Ancora, la professoressa Zozi Papadopoulou dell’Ephorate of Antiquities of Cyclades ha proposto delle riflessioni sul ruolo di Apollo delio nelle attività oltremare delle isole di Paros e Naxos, entrambe gravitanti intorno al santuario di Apollo a Delo, veicolo di coalizioni politiche e reti economiche, in virtù dei legami culturali che trovano espressione nelle antiche feste Delie.

È stata poi la volta della professoressa Claudia Santi, che ha passato in rassegna le fasi di acquisizione di Apollo nel pantheon di Roma antica, mediante un excursus che si è soffermato sull’Apollinar di V secolo a.C., ubicato in area extrapomeriale, sull’introduzione dei libri Sibyllini e sul conseguente culto del dio nella sua forma di Medicus, dapprima della salute individuale, poi di quella della res publica.

Il successivo, brillante intervento della professoressa Matilde Civitillo ha riguardato l’attestazione in miceneo di Smintheus, celebre epiclesi di Apollo, che ricorre nella documentazione di Cnosso e Tebe, quale antroponimo riconducibile a un sostrato linguistico egeo-anatolico, sicché il culto apollineo potrebbe motivarsi come esito dello stanziamento, nella Troade meridionale, di genti provenienti da Creta.

Ha poi preso la parola la professoressa Maria Costanza Lentini, che ha svolto delle considerazioni sull’altare di Apollo Archegétes nella città di Naxos in Sicilia, mai rinvenuto, ma la cui presenza – ravvisabile nello spazio dell’agorà – suggerirebbe un suo ruolo attivo nella configurazione del paesaggio urbano della città.

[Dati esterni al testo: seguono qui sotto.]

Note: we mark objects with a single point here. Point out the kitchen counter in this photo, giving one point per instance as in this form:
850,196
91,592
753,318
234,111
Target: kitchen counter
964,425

Ha concluso la mattinata di studi l’intervento della professoressa Lieve Donnellan della University of Melbourne, che ha evidenziato l’evoluzione del culto di Apollo nelle città euboiche della Sicilia, dapprima venerato quale guida degli ecisti, poi soggetto a una manipolazione sociale e politica a seguito della distruzione di Naxos e Catane nel 476 a.C.

Gli interventi pomeridiani del Convegno

La rapsodia di voci è proseguita nel pomeriggio con l’intervento della professoressa Giovanna Maria Bacci, che ha discusso riguardo alla presenza di Apollo a Zancle-Messana, ravvisabile in relazione ai Mamertini, ex mercenari di Agatocle che avevano occupato la città intorno al 228 a.C., la cui sostituzione a Mamers-Marte ne testimonia l’ellenizzazione.

Ha proseguito il Convegno il professore Fernando Gilotta, che ha svolto una breve rassegna dei caratteri del culto apollineo nel mondo etrusco, come esito delle politiche espansionistiche ed aperture culturali di Caere e Tarquinia.

Hanno terminato la giornata di studi i professori Filippo Demma e Clara di Fazio del Parco Archeologico di Sibari, che hanno esaminato la storia cultuale di Apollo a Roma in età arcaica, esito delle relazioni tra Etruria, Lazio e Campania, e delle commistioni mitistoriche, epiche e politico-religiose che hanno interessato il dio.

I vari interventi, dunque, hanno spaziato attraverso un orizzonte geografico ampio, sorto in area egea ed approdato in Campania e Sicilia, con incursioni nel mondo miceneo, etrusco e romano, al fine di restituire la complessità di questo culto arcaico così sfaccettato e pregnante.